En el pasillo tropezó con su madre, cuya mirada reparó en los cantos dorados de los siete libros que constituían el regalo.
—¿Qué es eso? —preguntó.
—Unos cuantos libros para George —respondió Amelia—. Le prometí que se los regalaría para Pascua.
—¡Libros! —gritó indignada la señora—. ¡Libros cuando no tenemos pan! ¡Libros cuando para sostener tu lujo y el de tu hijo, y evitar que tu padre vaya a la cárcel, he tenido que vender cuanto había en casa… mi chai, hasta los cubiertos! ¡Libros cuando los tenderos nos insultan porque no pagamos con puntualidad, cuando estamos en descubierto con el señor Clapp, que tiene tanto derecho a cobrar como el que más! ¡Oh, Amelia! ¡Tu ceguera me parte el corazón! ¡Es un crimen gastar en libros los que necesitamos para comer, y más crimen todavía echar a perder a tu hijo con tus mimos imprudentes! ¡Quiera Dios que tu hijo sea menos descastado que los míos! ¡Joseph abandona a su pobre padre en la vejez, y tu hijo… tu hijo recibe una educación que sólo pueden permitirse los ricos, y va a un colegio como un lord, y lleva reloj y cadena de oro, mientras mi querido, mi idolatrado marido no puede llevar un chelín en el bolsillo!

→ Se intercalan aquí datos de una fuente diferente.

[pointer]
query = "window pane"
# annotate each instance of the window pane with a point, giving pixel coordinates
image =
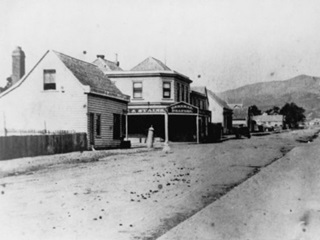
(98, 125)
(137, 85)
(166, 85)
(137, 94)
(49, 79)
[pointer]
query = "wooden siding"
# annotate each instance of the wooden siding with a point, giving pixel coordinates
(106, 107)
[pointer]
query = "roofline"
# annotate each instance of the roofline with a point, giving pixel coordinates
(109, 96)
(74, 58)
(214, 96)
(133, 74)
(24, 77)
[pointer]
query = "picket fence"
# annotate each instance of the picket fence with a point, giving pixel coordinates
(29, 146)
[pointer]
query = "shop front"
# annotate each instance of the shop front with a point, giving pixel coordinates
(180, 122)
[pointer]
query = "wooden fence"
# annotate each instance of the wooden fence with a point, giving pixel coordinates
(29, 146)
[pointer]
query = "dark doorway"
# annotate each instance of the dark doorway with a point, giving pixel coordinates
(139, 125)
(91, 128)
(182, 128)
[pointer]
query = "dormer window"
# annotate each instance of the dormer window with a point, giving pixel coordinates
(166, 89)
(137, 90)
(49, 79)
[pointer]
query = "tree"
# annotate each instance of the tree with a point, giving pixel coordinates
(293, 114)
(273, 111)
(254, 110)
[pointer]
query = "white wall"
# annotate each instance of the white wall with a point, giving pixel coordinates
(29, 107)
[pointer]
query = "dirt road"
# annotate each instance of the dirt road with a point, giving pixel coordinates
(133, 196)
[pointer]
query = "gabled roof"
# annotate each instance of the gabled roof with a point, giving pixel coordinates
(268, 118)
(219, 100)
(18, 83)
(151, 64)
(106, 65)
(199, 89)
(90, 75)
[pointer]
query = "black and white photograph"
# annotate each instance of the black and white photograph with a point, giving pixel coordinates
(159, 119)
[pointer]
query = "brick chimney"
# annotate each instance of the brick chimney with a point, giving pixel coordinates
(18, 64)
(116, 61)
(100, 56)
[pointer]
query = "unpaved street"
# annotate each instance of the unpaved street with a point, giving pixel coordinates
(133, 196)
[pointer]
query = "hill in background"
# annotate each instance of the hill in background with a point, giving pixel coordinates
(303, 90)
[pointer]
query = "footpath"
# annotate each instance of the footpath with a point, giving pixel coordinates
(282, 202)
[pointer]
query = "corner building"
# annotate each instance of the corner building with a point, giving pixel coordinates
(161, 98)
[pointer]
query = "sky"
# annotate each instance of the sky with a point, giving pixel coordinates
(221, 44)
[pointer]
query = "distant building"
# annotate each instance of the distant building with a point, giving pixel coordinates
(62, 93)
(220, 112)
(240, 115)
(161, 98)
(269, 120)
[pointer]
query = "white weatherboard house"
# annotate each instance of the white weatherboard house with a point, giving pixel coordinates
(62, 93)
(161, 98)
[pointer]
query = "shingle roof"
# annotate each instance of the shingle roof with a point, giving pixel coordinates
(90, 75)
(218, 100)
(151, 64)
(107, 65)
(199, 89)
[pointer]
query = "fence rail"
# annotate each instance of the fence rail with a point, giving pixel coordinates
(29, 146)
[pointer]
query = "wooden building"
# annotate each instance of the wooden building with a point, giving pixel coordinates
(161, 98)
(64, 94)
(220, 112)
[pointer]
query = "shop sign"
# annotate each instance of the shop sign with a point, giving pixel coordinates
(145, 110)
(182, 108)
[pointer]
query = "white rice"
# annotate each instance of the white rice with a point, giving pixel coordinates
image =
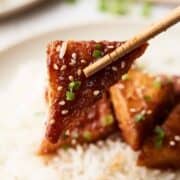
(21, 129)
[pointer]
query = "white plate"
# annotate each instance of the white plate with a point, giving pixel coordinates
(8, 7)
(21, 94)
(162, 55)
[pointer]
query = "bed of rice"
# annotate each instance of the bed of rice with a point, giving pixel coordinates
(21, 129)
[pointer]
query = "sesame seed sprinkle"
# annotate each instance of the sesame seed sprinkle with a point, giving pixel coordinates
(79, 71)
(177, 138)
(73, 62)
(123, 64)
(71, 78)
(55, 66)
(83, 61)
(110, 47)
(64, 112)
(132, 110)
(67, 132)
(58, 48)
(114, 68)
(120, 86)
(172, 143)
(59, 88)
(62, 103)
(73, 141)
(74, 56)
(63, 67)
(149, 112)
(63, 49)
(52, 121)
(96, 92)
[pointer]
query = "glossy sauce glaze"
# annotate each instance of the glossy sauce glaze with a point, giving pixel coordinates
(67, 112)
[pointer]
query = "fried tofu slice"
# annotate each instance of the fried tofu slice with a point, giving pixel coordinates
(176, 84)
(75, 102)
(162, 149)
(140, 100)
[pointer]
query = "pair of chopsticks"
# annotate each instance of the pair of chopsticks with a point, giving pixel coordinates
(171, 19)
(168, 2)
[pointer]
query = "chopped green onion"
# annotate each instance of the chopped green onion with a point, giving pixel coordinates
(147, 9)
(74, 85)
(147, 98)
(125, 77)
(97, 53)
(160, 135)
(70, 96)
(107, 120)
(157, 84)
(87, 135)
(139, 117)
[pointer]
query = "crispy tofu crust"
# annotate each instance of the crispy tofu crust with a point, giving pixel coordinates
(65, 61)
(140, 101)
(167, 156)
(176, 84)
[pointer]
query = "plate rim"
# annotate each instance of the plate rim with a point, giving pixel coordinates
(80, 24)
(18, 8)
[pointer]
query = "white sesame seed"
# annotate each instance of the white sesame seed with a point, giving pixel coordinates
(79, 71)
(73, 62)
(63, 67)
(52, 121)
(177, 138)
(96, 92)
(63, 49)
(114, 68)
(61, 78)
(73, 141)
(64, 112)
(58, 48)
(55, 66)
(71, 78)
(120, 86)
(62, 103)
(83, 61)
(132, 110)
(172, 143)
(59, 88)
(143, 112)
(110, 47)
(149, 112)
(74, 56)
(67, 132)
(123, 64)
(74, 134)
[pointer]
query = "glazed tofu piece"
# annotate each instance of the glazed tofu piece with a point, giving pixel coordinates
(176, 84)
(162, 149)
(76, 103)
(140, 101)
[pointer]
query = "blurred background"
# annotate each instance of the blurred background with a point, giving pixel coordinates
(20, 19)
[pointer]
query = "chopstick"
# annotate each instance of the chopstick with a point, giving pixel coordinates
(172, 18)
(168, 2)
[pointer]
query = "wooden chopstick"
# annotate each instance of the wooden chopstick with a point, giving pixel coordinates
(142, 37)
(168, 2)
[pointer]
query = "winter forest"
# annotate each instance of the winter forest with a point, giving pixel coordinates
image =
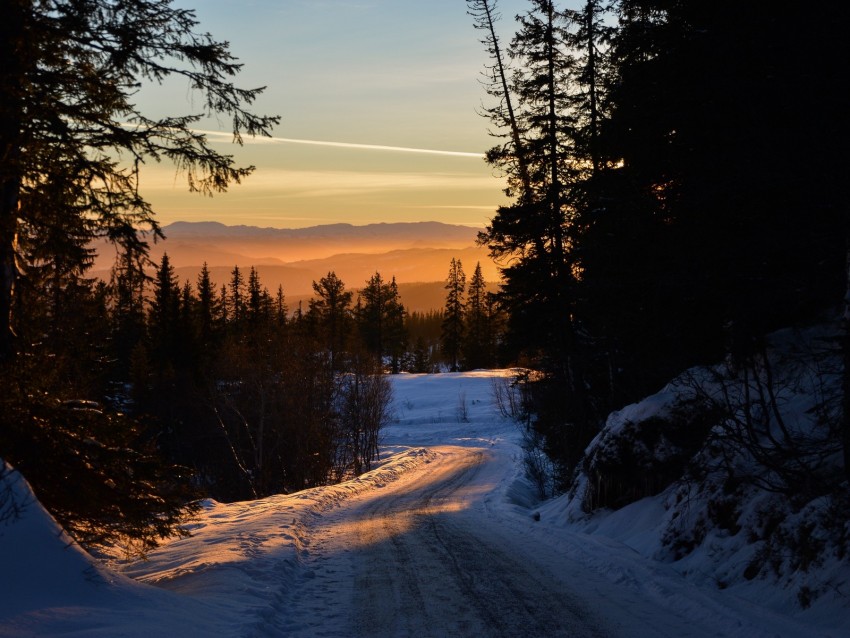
(677, 214)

Sollozos, ataques nerviosos y lágrimas pusieron fin al discurso de la señora Sedley.
—¡Madre… madre! —contestó Amelia—. Eres injusta conmigo… No me habías dicho lo que pasaba… Había prometido los libros a George… Acabo de vender mi chai… Toma el dinero… tómalo todo.
Uniendo la acción a la palabra, puso en manos de su madre cuanto dinero le quedaba.
Encerróse en su cuarto a solas con su desesperación y su pena. Reflexionó, comprendió que su egoísmo maternal sacrificaba, perdía a su hijo, que éste podía ser rico, ocupar el puesto brillante que su padre había perdido por causa suya, que le bastaba pronunciar una palabra para que su padre no careciera de nada y su hijo heredara una fortuna… ¡Oh, qué triste convicción para el sensible corazón de Amelia!